Contact Information:

Beal Center
1030 N. Mountain Avenue
P.O. Box 210134
Tucson, AZ 85721-0134

Main Phone:
(520) 621-7807

Public Records:
(520) 621-1986

Fax:
(520) 626-1234


Teacher Course Evaluations (TCE)
MLK 200

TCE Phone:
(520) 621-7337

TCE Fax:
(520) 626-4375

 


Understanding TCE Results

Untitled Document

Overview

Understanding student ratings requires an understanding of statistical concepts related to sampling, significance, and precision, as well as an understanding of the characteristics of ratings as a measure of teaching performance. Because student ratings statistics do not have the precision typical of statistics in the sciences, it is always important to interpret them in the context of individual and unit patterns. OIRE offers workshops and consultation on interpreting these statistics and using TCE results appropriately, as well as on other aspects of evaluating teaching.

The primary units of analysis in TCE reports are individual student responses within individual sections. Many reports also show summaries of results for the same questions from sets of similar courses. This section describes the statistics used in the reports and offers suggestions for their interpretation, along with information about general characteristics of student ratings.

OIRE recommends a three-step procedure for reviewing TCE reports:

Step 1: Check the sample

Step 2: Review individual results

Step 3: Review comparison statistics

Checking the Sample

Before using ratings, it is important to know how representative the available data are. Standards for samples depend on how the ratings will be used: they should be most stringent when ratings are used in performance review.

Sample Quality within Sections

For responses in a section to be meaningful for decision-making purposes, they must be representative of the entire class. Information about the sample is printed at the top of each TCE report: number enrolled, number responding, and percent responding. Use Table 1 to decide whether enough students responded for the sample to be meaningful.

The higher the proportion of respondents to those enrolled, the more representative the results. In general, sections with less than a 50% response rate should not be used for performance appraisal. The smaller the class, the higher the percentage of responses needed to ensure that the sample is representative . If the non-response rate seems high, there may be a systematic reason for student absence that might bias results. For example, if ratings are administered the day of a review session when attendance is optional, students for whom instruction has been most effective may be excluded.

If only a small fraction of students respond, the responses can only be considered the opinions of those few students – even though it may be tempting to generalize if they are positive.

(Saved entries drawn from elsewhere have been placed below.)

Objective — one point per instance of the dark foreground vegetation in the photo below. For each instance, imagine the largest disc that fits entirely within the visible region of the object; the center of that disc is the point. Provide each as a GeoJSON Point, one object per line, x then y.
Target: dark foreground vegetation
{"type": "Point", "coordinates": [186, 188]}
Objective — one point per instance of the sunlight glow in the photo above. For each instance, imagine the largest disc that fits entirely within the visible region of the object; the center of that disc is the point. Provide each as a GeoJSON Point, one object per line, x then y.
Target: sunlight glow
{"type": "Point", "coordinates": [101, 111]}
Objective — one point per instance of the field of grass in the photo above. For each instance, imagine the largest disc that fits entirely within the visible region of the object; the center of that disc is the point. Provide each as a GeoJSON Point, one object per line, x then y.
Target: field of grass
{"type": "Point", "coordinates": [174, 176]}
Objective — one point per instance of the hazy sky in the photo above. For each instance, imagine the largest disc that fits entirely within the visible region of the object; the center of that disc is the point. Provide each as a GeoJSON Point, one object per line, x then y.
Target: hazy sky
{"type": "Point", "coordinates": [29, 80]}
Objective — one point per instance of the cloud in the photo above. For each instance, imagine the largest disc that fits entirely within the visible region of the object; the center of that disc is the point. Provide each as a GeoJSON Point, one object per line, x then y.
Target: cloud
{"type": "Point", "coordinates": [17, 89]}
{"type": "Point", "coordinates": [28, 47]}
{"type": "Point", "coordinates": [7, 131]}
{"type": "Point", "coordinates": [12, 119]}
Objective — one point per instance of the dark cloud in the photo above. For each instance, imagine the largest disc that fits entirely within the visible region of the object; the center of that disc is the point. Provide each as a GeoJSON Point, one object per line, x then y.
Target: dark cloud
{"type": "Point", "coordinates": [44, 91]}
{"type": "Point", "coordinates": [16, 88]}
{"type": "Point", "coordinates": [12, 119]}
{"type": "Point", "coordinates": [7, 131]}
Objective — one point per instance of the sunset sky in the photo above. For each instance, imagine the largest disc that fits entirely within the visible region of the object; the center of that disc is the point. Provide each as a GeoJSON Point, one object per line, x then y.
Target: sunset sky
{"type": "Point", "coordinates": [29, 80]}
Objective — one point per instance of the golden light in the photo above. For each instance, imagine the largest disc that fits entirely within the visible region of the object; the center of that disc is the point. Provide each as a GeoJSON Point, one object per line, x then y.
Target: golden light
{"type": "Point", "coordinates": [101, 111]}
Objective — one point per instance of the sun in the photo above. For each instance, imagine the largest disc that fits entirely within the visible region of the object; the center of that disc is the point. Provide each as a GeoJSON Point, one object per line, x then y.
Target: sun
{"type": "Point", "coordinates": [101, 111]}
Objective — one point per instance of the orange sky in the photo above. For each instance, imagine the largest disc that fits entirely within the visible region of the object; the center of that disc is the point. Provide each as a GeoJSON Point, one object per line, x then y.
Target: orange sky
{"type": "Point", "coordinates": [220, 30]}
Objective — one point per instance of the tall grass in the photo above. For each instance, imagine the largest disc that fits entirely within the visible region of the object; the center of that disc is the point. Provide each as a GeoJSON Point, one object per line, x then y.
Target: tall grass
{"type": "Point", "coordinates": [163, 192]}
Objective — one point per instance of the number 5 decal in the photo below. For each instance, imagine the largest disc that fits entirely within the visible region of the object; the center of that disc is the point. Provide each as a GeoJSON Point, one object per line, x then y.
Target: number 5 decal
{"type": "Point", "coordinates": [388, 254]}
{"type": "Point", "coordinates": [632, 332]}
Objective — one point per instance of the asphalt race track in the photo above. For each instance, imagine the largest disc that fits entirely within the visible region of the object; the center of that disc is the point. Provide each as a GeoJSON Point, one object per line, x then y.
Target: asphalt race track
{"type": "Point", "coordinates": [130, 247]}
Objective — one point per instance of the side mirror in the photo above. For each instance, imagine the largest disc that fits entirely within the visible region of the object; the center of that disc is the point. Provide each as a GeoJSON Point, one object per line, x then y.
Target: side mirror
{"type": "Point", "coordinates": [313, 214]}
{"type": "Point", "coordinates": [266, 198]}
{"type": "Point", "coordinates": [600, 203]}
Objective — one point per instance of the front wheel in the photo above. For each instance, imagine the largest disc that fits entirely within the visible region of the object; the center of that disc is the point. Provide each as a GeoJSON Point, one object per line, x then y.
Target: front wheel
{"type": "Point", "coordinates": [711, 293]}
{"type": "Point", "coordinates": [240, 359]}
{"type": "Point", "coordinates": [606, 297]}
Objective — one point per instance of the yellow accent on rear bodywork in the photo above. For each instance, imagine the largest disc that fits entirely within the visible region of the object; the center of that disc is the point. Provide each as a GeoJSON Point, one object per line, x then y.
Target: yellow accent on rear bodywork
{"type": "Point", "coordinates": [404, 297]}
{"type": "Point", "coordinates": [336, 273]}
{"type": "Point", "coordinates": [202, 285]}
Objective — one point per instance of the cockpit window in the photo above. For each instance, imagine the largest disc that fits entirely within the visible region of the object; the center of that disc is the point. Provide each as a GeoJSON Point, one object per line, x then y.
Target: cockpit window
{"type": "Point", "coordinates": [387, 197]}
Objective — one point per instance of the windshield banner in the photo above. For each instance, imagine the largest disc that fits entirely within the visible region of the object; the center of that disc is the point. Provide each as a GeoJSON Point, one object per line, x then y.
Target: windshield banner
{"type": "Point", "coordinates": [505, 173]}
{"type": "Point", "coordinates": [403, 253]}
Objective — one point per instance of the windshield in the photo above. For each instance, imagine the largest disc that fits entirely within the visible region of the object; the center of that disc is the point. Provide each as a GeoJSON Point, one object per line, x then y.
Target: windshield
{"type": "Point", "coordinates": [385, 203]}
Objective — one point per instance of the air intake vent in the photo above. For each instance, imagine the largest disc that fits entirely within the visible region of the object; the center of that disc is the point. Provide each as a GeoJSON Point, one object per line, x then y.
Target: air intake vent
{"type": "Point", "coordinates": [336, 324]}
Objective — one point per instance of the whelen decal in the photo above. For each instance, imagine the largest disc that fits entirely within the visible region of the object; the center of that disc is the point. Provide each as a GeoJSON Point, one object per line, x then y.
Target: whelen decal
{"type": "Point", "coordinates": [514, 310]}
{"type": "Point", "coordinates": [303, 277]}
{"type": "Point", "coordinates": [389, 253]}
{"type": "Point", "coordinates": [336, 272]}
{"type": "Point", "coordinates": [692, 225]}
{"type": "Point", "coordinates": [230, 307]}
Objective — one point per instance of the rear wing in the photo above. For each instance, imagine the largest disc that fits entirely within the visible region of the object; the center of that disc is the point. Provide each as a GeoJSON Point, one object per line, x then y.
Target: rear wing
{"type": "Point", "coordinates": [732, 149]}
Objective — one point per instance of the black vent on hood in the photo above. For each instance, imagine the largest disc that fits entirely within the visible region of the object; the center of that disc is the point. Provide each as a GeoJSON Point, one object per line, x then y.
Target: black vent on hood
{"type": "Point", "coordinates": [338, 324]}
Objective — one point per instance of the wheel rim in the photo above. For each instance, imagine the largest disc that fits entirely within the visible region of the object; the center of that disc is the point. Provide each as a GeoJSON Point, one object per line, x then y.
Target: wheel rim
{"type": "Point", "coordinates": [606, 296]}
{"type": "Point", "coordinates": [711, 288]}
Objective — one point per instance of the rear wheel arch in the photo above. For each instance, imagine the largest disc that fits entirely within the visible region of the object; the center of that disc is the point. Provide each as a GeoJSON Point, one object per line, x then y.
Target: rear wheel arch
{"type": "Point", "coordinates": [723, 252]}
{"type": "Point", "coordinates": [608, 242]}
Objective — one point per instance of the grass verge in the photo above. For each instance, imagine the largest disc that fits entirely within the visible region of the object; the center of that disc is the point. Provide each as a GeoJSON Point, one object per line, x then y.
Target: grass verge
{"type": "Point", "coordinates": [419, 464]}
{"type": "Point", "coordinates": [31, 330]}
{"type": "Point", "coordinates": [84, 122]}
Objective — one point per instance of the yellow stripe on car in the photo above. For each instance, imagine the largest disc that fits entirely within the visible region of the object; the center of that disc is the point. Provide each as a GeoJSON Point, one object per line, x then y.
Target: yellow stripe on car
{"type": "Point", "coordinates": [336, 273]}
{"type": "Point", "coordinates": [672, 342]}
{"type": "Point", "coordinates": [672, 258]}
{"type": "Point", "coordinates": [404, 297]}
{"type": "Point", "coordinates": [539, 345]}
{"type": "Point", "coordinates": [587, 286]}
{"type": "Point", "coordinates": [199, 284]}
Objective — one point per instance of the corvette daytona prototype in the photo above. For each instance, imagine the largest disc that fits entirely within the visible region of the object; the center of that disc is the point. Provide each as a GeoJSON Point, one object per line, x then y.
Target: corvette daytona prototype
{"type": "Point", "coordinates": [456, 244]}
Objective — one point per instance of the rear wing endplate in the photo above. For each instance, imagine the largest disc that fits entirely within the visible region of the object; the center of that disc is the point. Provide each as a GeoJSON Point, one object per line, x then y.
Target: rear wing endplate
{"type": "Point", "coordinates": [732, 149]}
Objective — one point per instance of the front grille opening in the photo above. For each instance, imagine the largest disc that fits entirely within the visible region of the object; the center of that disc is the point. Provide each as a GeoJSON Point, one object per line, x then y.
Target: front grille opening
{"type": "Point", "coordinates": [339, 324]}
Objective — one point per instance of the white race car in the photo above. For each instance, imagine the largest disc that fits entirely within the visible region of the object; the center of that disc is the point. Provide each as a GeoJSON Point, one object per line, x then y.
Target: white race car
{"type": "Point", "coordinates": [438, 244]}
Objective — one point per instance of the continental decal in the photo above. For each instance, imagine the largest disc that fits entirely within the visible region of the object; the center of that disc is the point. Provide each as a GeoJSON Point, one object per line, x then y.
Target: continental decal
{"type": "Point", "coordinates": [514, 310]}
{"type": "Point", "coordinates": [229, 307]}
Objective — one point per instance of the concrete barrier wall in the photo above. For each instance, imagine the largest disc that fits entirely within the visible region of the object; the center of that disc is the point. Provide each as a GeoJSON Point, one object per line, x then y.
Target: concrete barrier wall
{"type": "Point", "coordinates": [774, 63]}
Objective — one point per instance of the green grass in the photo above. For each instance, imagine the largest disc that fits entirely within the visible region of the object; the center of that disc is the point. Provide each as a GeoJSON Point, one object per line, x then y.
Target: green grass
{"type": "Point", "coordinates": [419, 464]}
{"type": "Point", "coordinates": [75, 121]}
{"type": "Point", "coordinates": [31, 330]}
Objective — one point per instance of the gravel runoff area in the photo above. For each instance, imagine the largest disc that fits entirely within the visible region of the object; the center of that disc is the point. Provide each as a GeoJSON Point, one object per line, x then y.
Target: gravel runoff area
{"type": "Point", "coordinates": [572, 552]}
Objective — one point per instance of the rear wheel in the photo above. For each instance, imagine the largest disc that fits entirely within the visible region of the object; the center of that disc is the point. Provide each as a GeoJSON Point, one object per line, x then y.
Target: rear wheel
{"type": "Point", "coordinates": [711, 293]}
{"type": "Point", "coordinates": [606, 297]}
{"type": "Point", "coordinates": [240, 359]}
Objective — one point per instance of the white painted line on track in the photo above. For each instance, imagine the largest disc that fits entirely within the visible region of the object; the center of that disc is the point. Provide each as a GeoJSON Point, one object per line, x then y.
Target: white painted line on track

Table 1: Guidelines for Judging Samples Within Sections
Class size Recommended response %
5-20 at least 80%, more recommended
20-30 at least 75%, more recommended
30-50 at least 66%, 75% or more recommended
50-100 at least 60%,75% or more recommended
100 or more more more than 50%, 75% or more recommended

While the results from a single administration of a TCE questionnaire, particularly a long questionnaire, can provide useful information, such results apply to the course as one event in time only. Averaged results from comparable courses taken over several evaluations (each with an adequate sample of response) are more likely to fairly represent teaching ability. A minimum of five courses is recommended. It is also important to ensure that the courses selected are representative. If an instructor’s teaching load is half graduate courses and half undergraduate courses, the sample presented for review should be about half graduate and half undergraduate courses. Most importantly, no single score or set of scores from a single section should be used for judging teaching performance for performance appraisal.

Sample Quality of Comparison Groups

Questions to ask about comparison groups include:

1) Are the courses in the comparison group reasonably comparable in content, size, and instructional methods?

2) Are there enough courses in the comparison group?

3) Were a substantial number of courses that met the selection criteria for the comparison group not included because their instructors did not participate or because insufficient student response, lack of documented student monitoring, or other errors invalidated the data?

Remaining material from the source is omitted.